# EDA

Before we can attempt to implement a model, we must perform exploratory data analysis. This will allow us to better understand the data that was given to us.  

In [None]:
# Import Necessary modules 
import pandas as pd
import numpy as np
from sklearn.model_selection import train_test_split
from sklearn.preprocessing import StandardScaler
from sklearn.decomposition import PCA
from sklearn.feature_selection import VarianceThreshold
from sklearn.feature_selection import SelectKBest
from sklearn.feature_selection import f_regression
import matplotlib.pyplot as plt
import seaborn as sns

In [None]:
# Import data
raw_data = pd.read_csv("../data/ucsbdata.csv")

In [None]:
# Initial observations 
raw_data.head(5)

In [None]:
# Number of Observations and missing values
print("Number of observations:", len(raw_data.Index))
print("Number of variables:", len(raw_data.columns))
print("Number of missing values:", np.count_nonzero(raw_data.isnull()))
print("Number of observations with missing values:", raw_data.isnull().any(axis=1).sum())

In [None]:
# Return df will all the missing values
raw_data[raw_data.isnull().any(axis=1)]

There are a significant amount of missing values in the dataset.

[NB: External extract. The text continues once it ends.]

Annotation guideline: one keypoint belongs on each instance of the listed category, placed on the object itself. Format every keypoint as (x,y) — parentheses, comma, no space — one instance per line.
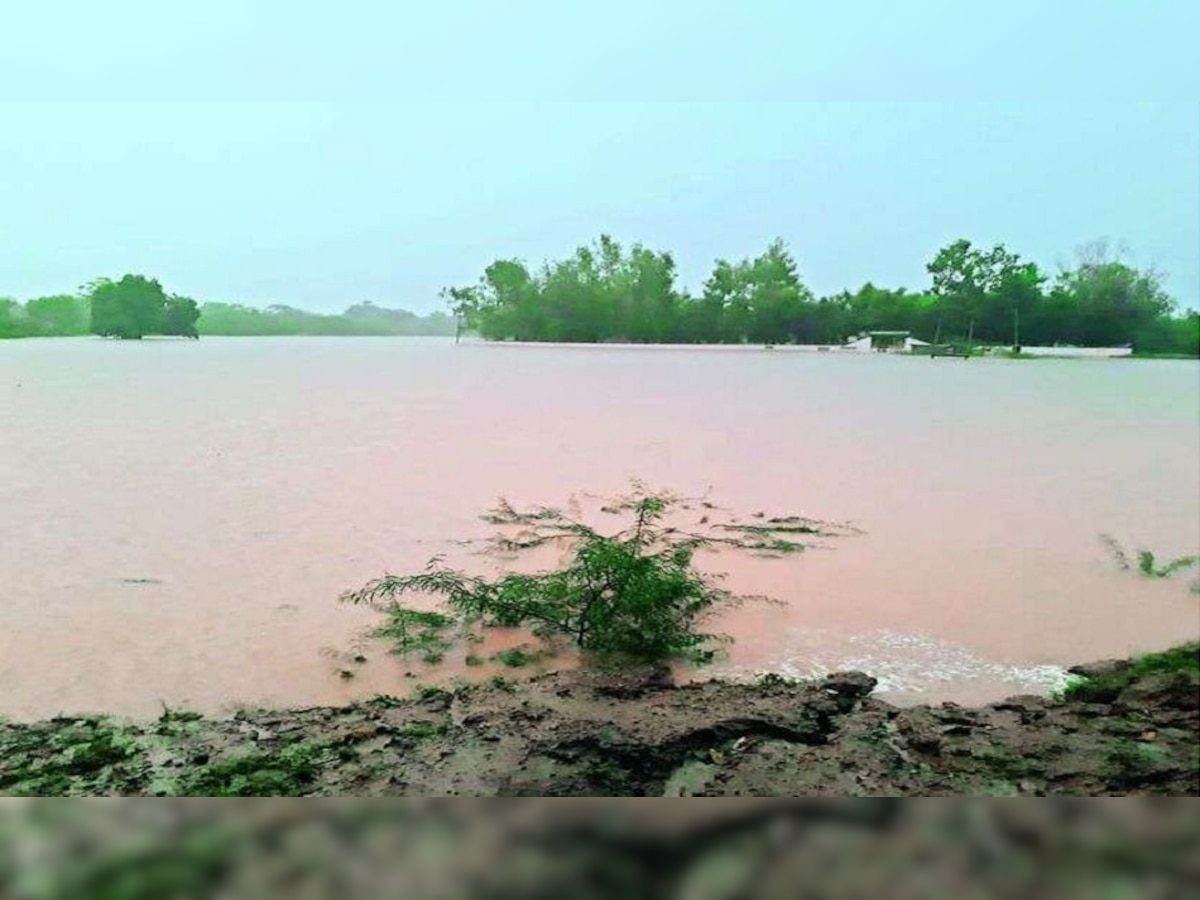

The first year with complete observations is 2008. This would allow us to create a model after the crash of the 2008 recession. However, if we wanted to work with years prior to 2008, we need to further analyze the missing values in the dataset. 

## Post Market Crash

The most recent US recession occerd in 2008. September 29, 2008 was the day the stock market crashed. Since this infamous day, there have been no such significant drop or gains with the stocks. We will assume the stock will not crash during this time of the contest. Our first model will consist of data from September 29, 2008 to the end of 2018. This will roughly give us 10 years worth of data. 

In [None]:
# Create dataset after stock market crash
initial_start = '2008-08-30'
stock_data1 = raw_data.loc[raw_data.Index > initial_start]
stock_data1.head(10)

## Feature Selection

Our data is considered high dimension since it consists of 67 varaibles plus our target variable of prediction. In order for our model to run effectivly, we need to only select the varaibles that have the most influence in predicitng our desired variable. We will attempt various feature selection models to select the variable for our model


In [None]:
# Remove Data Dates and store dates
data_dates = stock_data1['Index']
data_dates.head(5)

In [None]:
# Remove data dates from our current complete dataset
no_dates = stock_data1.drop(columns=['Index'])
no_dates.head(5)

In [None]:
# The variable that we are interested in predicting
actual_returns = stock_data1['R']
actual_returns.head(5)

In [None]:
# The feature variables
feature_variables = stock_data1.drop(columns = ['Index', 'R'])
feature_variables.head(5)

### Pearsons Correlation 

In [None]:
# Number of varialbes that we want 
number_features = 8
fr = SelectKBest(score_func = f_regression, k = number_features)
pearsons_features = fr.fit_transform(feature_variables, actual_returns)
np.savetxt('../data/pearsons_features.txt', pearsons_features, fmt = '%f')

## PCA

Instead of finding specific individual features to use, we will use components. 

In [None]:
# Split data into training set and test set for PCA
train_data, test_data, train_lbl, test_lbl = train_test_split(feature_variables, 
                                                             actual_returns.values,
                                                             test_size = 0.2, 
                                                             random_state = 0)

In [None]:
# Initialize Class to apply standard transformation on data
scaler = StandardScaler()
# Fit ; Compute the mean and std to be used for later scaling
scaler.fit(train_data)
# Apply standard transformaiton to test and training data
transformed_train_data = scaler.transform(train_data)
transformed_test_data = scaler.transform(test_data)

In [None]:
# Initialize PCA class 
pca = PCA(svd_solver='full')
# Fit PCA to trainig set
pca.fit(transformed_train_data)
# Apply PCA to both training and test data
pca_train_data = pca.transform(transformed_train_data)
pca_test_data = pca.transform(transformed_test_data)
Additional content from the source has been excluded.